Is there web developer request for this? I guess UAs can use a dedicated error message without any spec change.
eladalon1983
commented
2 years ago I guess UAs can use a dedicated error message without any spec change.
Is it best practice for Web apps to read the error message and break if it changes? Or is it best practice to use the error type/name for that?
Is there web developer request for this?
This issue has languished for too long; I no longer remember. Assume not.
jan-ivar
commented
6 months ago If there's no web developer interest for this, can we close it, or get a concise summary of the remaining ask?
alvestrand
commented
6 months ago Elad's comments show that there is user interest in this behavior (pending gUM being resolved/rejected at surprising times), and Web developers are being pinged to "do something about it".
So in the hierarchy of constituencies, we have worried users and worried Web developers. What more interest needs to be shown?
eladalon1983
commented
3 months ago It's a bit sad that we could not resolve this discussion in 2.5 years. The bar mentioned by both @jan-ivar and @youennf was "Web developer interest." We have that here. Shall we introduce a dedicated error now?

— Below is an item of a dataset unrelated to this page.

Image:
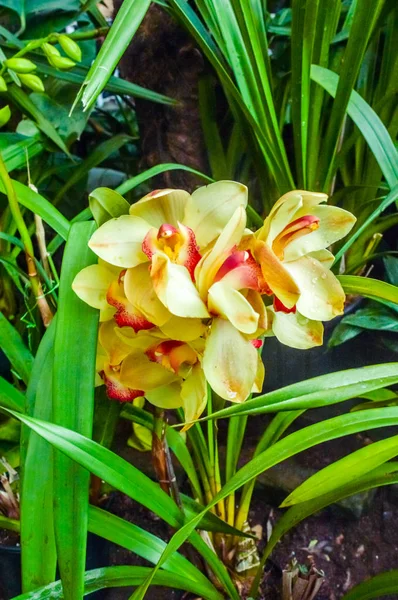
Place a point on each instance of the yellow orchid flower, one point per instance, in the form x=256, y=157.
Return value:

From the getUserMedia() algorithm, step 6.1 as of the time of this writing:
Documents might remain inactive for very long times. It is arguable that the Promise resolving after a week might be undesirable.
On the other hand, it's hard to choose sensible limits.
Maybe it could be mentioned that the user agent MAY reject the comment if the conditions (fully active and has focus) don't materialize for an "unreasonable time" or something similar?